Sistem patronase dalam pemerintahan Assad telah memikat banyak pihak untuk tetap loyal. Bukan saja karena rasa takut, tetapi karena mereka juga mendapatkan imbalan sehingga bisa memperkaya diri. Mereka tidak ingin harus susah payah membentuk sistem/ kepemimpinan baru. Hal ini terbukti ketika Hafez Al Assad meninggal, maka anaknya yang naik kekuasaan dengan dukungan elit politik. Survey menyebutkan bahwa loyalis Assad ini berjumlah 20-30 persen dari penduduk Suriah, sebagian besar berasal dari sekte Alawite dan kaum Kristen di Suriah. Mungkin jumlah ini lebih tinggi jika kita tambahkan dengan masyarakat sipil Suriah yang tidak mendukung Assad, namun mereka menilai bahwa apa yang ditawarkan oposisi jauh lebih buruk.

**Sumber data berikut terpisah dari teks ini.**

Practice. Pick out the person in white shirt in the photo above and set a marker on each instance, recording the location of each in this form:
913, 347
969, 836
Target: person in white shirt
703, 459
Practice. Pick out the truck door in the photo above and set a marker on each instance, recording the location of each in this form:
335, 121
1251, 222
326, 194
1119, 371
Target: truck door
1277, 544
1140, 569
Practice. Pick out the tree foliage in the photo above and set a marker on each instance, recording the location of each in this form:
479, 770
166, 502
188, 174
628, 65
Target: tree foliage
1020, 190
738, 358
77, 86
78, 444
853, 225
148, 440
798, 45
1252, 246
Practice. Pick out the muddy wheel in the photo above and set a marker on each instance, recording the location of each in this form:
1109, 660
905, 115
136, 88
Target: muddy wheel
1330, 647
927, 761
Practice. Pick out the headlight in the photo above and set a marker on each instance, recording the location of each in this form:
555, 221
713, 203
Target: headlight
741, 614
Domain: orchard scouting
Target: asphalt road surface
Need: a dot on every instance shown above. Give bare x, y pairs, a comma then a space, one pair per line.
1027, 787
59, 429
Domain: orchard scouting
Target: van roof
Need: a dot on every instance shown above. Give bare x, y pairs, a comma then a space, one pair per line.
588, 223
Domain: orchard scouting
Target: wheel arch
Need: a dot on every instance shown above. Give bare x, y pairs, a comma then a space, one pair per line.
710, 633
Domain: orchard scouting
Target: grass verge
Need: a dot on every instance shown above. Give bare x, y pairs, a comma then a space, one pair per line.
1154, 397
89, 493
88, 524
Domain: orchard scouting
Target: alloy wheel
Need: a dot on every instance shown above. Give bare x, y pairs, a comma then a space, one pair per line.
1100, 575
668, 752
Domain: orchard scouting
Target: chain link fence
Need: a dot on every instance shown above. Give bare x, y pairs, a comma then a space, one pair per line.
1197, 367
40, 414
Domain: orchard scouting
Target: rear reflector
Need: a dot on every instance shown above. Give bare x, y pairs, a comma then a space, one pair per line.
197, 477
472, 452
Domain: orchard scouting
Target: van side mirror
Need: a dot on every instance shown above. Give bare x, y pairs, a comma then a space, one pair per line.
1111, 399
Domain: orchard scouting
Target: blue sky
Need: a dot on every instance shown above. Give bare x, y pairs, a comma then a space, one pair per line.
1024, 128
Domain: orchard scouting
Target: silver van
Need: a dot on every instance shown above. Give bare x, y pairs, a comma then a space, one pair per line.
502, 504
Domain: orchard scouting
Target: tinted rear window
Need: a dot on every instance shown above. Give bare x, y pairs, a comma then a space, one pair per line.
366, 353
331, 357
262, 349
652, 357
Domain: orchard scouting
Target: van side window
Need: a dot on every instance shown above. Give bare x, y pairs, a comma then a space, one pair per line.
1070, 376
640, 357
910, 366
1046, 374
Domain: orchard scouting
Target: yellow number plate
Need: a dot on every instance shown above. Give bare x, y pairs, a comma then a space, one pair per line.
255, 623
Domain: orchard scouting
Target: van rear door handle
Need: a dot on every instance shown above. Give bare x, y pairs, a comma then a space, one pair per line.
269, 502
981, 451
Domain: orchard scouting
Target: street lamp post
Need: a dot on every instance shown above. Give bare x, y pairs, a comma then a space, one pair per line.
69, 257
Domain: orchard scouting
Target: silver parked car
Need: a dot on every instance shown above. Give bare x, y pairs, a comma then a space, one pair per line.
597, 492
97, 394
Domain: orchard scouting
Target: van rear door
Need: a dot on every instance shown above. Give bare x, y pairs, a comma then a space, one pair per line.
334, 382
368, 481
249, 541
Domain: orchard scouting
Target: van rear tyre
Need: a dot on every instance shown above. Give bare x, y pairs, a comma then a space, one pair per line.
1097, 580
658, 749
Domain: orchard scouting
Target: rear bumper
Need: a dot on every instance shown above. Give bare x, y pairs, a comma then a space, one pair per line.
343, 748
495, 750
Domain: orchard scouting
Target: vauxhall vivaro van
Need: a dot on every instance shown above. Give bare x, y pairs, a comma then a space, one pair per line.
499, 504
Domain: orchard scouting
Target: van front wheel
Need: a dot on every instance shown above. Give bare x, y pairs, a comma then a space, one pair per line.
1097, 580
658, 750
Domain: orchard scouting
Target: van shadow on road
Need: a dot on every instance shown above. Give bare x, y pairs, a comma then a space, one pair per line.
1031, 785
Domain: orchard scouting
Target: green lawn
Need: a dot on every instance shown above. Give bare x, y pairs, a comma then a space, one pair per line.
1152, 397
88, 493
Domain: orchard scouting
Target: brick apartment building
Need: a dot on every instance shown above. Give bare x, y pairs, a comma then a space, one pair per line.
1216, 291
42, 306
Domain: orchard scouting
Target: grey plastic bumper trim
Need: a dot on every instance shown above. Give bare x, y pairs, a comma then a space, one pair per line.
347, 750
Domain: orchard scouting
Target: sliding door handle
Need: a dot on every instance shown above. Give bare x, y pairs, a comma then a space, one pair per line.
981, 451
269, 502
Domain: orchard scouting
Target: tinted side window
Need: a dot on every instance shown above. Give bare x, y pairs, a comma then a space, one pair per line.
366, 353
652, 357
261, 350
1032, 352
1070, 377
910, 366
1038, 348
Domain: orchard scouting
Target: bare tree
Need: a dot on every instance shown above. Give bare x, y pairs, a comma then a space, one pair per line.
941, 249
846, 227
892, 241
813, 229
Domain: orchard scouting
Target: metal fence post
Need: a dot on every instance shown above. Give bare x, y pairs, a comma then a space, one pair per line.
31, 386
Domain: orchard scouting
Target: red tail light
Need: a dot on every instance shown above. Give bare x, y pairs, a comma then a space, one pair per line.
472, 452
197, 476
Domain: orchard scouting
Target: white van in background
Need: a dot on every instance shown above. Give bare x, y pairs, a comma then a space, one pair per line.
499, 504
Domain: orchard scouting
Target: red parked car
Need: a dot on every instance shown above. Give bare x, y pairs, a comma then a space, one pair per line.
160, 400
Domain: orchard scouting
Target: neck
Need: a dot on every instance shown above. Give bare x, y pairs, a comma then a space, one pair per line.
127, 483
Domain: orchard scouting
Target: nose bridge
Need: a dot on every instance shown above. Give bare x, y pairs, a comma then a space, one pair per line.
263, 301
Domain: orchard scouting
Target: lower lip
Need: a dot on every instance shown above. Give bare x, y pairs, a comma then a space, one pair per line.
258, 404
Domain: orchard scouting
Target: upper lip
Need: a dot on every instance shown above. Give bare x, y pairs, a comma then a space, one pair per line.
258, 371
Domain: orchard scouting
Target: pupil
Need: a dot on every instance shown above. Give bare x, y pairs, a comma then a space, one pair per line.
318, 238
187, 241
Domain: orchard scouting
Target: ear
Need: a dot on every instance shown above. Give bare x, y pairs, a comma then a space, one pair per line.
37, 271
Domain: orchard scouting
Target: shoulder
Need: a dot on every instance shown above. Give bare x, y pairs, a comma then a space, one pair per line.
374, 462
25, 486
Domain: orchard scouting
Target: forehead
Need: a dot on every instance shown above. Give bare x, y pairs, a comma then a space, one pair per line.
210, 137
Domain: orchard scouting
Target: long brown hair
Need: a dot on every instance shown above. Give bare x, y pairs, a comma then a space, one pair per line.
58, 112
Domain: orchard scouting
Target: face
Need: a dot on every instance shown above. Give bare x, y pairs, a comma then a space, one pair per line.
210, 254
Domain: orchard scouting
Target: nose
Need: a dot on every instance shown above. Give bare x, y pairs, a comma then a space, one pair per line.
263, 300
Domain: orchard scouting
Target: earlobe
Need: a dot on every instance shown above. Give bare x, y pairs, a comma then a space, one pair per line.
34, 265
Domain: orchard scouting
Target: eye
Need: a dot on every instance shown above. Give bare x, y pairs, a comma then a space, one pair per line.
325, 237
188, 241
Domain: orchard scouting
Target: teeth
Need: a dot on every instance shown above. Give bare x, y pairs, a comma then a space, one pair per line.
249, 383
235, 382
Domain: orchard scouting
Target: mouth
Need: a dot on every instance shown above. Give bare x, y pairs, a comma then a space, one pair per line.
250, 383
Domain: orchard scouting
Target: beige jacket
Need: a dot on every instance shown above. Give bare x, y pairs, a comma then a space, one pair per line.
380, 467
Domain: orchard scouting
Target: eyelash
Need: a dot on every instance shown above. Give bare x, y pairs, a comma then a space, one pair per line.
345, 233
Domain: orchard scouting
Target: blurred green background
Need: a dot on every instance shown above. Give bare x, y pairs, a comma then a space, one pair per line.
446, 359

Cara ketiga untuk menjatuhkan Assad dari kekuasaan adalah memainkan negosiasi antara Iran, Rusia, PBB, dan Liga Arab. Dengan skenario ini, mungkin Assad akan menyerahkan kekuasaannya. Kondisi ini sudah direncanakan oleh Liga Arab dan Dewan Keamanan PBB pada Februari 2012, namun gagal karena veto Rusia dan Tiongkok. Seorang diktator hanya akan bersedia memenuhi tuntutan perundingan ketika ia berada dalam kondisi terpuruk. Tapi melihat apa yang terjadi di lapangan saat ini, rasanya sulit bagi kita untuk melihat Assad akan sukarela meletakkan kekuasaannya. Sampai saat ini, Assad masih melawan oposisi, dan secara konsisten telah bertahan pada argumennya bahwa kehancuran Suriah disebabkan oleh geng bersenjata dan teroris yang didukung oleh pihak asing yang memusuhi Suriah. Selama bertahun-tahun, Assad memiliki kepercayaan diri yang sangat tinggi sebagaimana diktator lainnya. Ada banyak orang yang bertanya-tanya mengapa Ben Ali, Mubarak, dan Qaddafi tidak meninggalkan kekuasaaannya selagi mereka bisa, lalu bersedia hidup di pengasingan dengan fasilitas mewah dari harta mereka yang disimpan di bank asing? Mereka malah memilih bertahan di dunianya sendiri, dan mengkultuskan kekuasaan seolah-olah mereka adalah orang yang terpilih.

Assad Tetap Berkuasa

Jelas, tetap menjadi penguasa Suriah adalah pilihan yang disukai oleh Assad dan pendukungnya. Ia tetap bertahan, bukan dalam jangka pendek, seperti yang awalnya diprediksikan ketika pemberontakan meletus. Setelah Qaddafi dijatuhkan oleh akyatnya sendiri pada 20 Oktober 2011, maka diprediksi bahwa tak lama lagi Assad akan menyusul. Rezim biasa tetap berkuasa dalam jangka panjang jika tetap memberikan tekanan kepada oposisi, dengan tetap mempertahankan semangat dari militer dan pasukan keamanan.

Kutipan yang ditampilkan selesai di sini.